Windows Defender ATP Redux!
It’s been just over a year since Microsoft launched Windows Defender Advanced Threat Protection. When it first launched, the promise was there, but the execution was very raw.
I wrote about it, pulled no punches, and was contacted by the development team to work through some of the early challenges. After that, things seemed to cool off for a while. Customers recognized the gap this filled in the Advanced Threat Analytics offering, where devices that spend a large amount of time off the corporate wire are difficult to gather UEBA heuristics. Additionally, ATA is unable to detect attacks that do not traverse the wire. The classic example here is account enumeration on the local machine, and I’ve reported in the past on how terrifyingly easy it was for a security expert to demonstrate this kind of attack. Depending on your client OS and virtualization options, every account that has logged on to a local workstation has a cached local credential hash, and using the right methods, these hashes can be presented to the OS and used for immediate privilege elevation. ATA will detect that in a domain environment, but your traveling salesman is exposed. Windows Defender ATP is built for protecting the distributed mobile workforce, and since its introduction has been added as an included native component of ECS SPE Microsoft 365 and Windows 10 at the E5 level.

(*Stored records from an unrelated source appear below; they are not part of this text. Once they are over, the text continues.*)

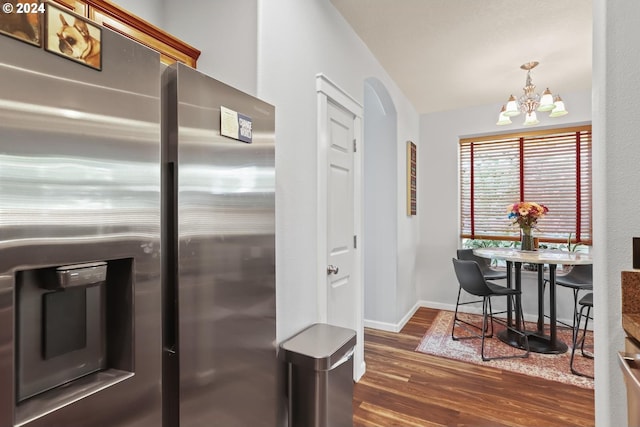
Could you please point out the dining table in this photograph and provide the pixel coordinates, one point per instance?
(539, 340)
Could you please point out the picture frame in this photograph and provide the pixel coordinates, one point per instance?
(22, 21)
(412, 179)
(73, 37)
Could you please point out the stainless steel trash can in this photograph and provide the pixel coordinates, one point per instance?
(320, 383)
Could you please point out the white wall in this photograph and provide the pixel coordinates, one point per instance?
(150, 10)
(297, 41)
(616, 82)
(439, 192)
(380, 210)
(225, 31)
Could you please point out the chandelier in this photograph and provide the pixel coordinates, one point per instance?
(531, 102)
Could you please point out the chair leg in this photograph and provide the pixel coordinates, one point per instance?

Just recently introduced, though, was the ability to consume that same security telemetry for Windows Server 2012 R2 & 2016. It’s a huge improvement, and one that moves us a crucial step forward in dispelling the myth that protecting our clients is enough. Defense-in-depth solutions must be applied to our entire environments, not just those endpoints that spend time in the wilderness. But that’s not the only improvement. The Windows Security Center now also integrates with Office 365 logging, so we can now see the attack chain from when the malicious message was first delivered to when it began delivering payloads into Windows. We still have multiple dashboards, but now they’re sharing data and empowering us to better assess real-world threats and enable powerful metrics. And to that end, we also now have a new dashboard option. No longer must we view just security operations, but now we gain direct insights into our security configuration, with scoring built around client configurations across multiple security product landscapes. In simpler terms, you may think all of your Windows clients are running antivirus, but the analytics dashboard will confirm whether this is true or not. Perhaps more importantly, given the landscape of recent malware outbreaks, it shows at-a-glance reporting of OS security update and endpoint protection configurations. What I find most fascinating about this is that we’re seeing this kind of data now flowing to multiple services. Windows Defender ATP, Intune, and portions of Operations Management Suite are now all able to interact with the Windows client security stack to varying degrees. I can’t see the future, but I can’t help but think an integration is coming, and with Ignite going on this week in Orlando, I’m keeping my ear firmly planted to the ground.